Resource ID	Provider	Description
llm:openai	OpenAI	GPT-4, GPT-3.5
llm:groq	Groq	Llama 3.x, Mixtral
llm:gemini	Google	Gemini 2.5/3.0
mail:resend	Resend	Transactional email

---

Documentation

Document	Description
Admin Guide	Deploy and manage your gateway
Developer Guide	Build apps with the SDK
Adding Plugins	Enable resource plugins
Plugin Development	Create custom plugins
API Reference	Gateway API endpoints

---

Plugin Architecture

Glueco Gateway uses a plug-and-play plugin system.
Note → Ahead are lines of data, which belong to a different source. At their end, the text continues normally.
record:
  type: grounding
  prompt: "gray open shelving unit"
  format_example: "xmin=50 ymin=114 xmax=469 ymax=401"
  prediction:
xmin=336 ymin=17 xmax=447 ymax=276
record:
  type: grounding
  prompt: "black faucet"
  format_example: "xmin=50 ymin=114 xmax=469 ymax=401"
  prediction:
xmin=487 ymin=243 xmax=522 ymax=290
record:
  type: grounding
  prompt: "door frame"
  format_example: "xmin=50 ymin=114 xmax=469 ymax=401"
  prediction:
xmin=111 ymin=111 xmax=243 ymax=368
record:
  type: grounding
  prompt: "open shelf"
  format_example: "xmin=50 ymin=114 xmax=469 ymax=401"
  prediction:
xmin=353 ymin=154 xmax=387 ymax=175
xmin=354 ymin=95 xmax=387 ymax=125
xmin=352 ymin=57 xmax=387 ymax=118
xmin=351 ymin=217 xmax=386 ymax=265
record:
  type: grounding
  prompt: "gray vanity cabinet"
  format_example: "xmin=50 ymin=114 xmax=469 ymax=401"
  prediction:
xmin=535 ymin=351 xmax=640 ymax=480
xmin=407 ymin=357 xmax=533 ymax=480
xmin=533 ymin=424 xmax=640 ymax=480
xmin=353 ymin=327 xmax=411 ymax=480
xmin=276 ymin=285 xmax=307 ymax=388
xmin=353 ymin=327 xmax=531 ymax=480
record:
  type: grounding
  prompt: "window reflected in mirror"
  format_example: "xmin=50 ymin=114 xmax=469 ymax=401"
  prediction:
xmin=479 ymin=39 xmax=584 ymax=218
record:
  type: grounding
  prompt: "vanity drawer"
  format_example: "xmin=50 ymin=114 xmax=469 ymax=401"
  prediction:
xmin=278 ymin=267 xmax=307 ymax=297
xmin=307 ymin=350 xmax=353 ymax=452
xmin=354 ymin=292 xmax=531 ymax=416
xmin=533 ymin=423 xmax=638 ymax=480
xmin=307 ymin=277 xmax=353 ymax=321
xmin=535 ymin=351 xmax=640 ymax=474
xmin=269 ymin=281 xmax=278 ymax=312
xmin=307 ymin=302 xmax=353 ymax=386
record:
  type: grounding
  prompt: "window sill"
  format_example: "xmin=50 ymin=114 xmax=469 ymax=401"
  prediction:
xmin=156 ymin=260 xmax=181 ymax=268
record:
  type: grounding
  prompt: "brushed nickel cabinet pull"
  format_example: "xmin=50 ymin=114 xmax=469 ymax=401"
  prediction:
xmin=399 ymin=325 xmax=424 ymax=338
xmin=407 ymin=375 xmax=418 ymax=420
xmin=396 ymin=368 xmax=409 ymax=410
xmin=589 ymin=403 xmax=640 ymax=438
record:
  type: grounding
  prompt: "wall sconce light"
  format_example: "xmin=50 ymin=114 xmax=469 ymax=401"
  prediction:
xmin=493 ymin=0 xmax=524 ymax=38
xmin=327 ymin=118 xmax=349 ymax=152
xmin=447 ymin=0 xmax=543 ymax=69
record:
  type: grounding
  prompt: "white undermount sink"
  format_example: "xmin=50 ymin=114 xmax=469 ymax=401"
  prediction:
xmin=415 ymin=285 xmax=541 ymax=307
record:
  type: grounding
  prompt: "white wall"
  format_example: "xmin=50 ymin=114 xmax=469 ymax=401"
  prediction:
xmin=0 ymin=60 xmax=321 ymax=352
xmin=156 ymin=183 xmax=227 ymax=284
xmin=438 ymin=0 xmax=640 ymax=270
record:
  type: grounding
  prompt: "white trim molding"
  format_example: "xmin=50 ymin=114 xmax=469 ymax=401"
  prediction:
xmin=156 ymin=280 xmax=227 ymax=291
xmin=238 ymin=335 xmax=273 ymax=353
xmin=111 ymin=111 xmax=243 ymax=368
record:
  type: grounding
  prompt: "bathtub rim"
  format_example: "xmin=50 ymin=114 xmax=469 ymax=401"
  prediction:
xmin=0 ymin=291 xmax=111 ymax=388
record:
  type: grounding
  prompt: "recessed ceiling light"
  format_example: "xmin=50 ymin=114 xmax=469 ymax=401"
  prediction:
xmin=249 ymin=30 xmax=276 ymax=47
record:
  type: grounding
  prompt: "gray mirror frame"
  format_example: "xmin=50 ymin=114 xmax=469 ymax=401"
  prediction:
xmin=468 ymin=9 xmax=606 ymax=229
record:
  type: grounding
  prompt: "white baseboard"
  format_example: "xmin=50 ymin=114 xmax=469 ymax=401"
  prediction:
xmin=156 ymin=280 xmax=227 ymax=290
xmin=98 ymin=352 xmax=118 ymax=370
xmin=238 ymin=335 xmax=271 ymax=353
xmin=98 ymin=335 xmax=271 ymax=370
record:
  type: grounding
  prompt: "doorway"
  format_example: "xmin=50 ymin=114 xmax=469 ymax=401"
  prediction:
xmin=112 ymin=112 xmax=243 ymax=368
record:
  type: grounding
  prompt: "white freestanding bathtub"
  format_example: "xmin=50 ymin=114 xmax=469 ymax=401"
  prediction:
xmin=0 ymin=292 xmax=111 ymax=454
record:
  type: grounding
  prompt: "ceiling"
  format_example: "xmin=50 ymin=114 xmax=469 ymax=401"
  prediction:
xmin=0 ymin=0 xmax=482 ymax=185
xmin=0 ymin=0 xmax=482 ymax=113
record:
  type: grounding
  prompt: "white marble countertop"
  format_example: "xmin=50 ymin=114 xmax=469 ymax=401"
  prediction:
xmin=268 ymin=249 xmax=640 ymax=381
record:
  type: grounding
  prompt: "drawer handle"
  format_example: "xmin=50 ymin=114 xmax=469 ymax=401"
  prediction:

Each provider (OpenAI, Groq, Gemini, Resend) is a self-contained plugin package that can be enabled or disabled independently.

How Plugins Work

• Modular by design — Add or remove providers without touching core gateway code
• Dual-entrypoint — Each plugin has /proxy (server-side) and /client (SDK) exports
• Schema-first enforcement — Plugins define validation and policy rules declaratively
• Easy to extend — Create custom plugins for any API using the template

Enabling Plugins

Edit proxy.plugins.ts at the root:

export default {
"llm:groq": true,
"llm:openai": true,
"llm:gemini": true,
"mail:resend": true,
};

→ See Package Architecture for creating custom plugins.

---

Project Structure

├── apps/proxy/           # Next.js gateway application
├── packages/
│   ├── sdk/              # Client SDK for apps
│   ├── shared/           # Shared types and contracts
│   ├── plugin-llm-*/     # LLM provider plugins
│   └── plugin-mail-*/    # Email provider plugins
├── examples/
│   └── demo-target-app/  # Demo application
└── docs/                 # Documentation

---

Contributing

We welcome contributions! See CONTRIBUTING.md for guidelines.

---

Security

Found a vulnerability? Please report it privately to dev.umernisar@gmail.com .

---

License

MIT License - see LICENSE for details.

---

Built with ❤️ for developers who value security and control.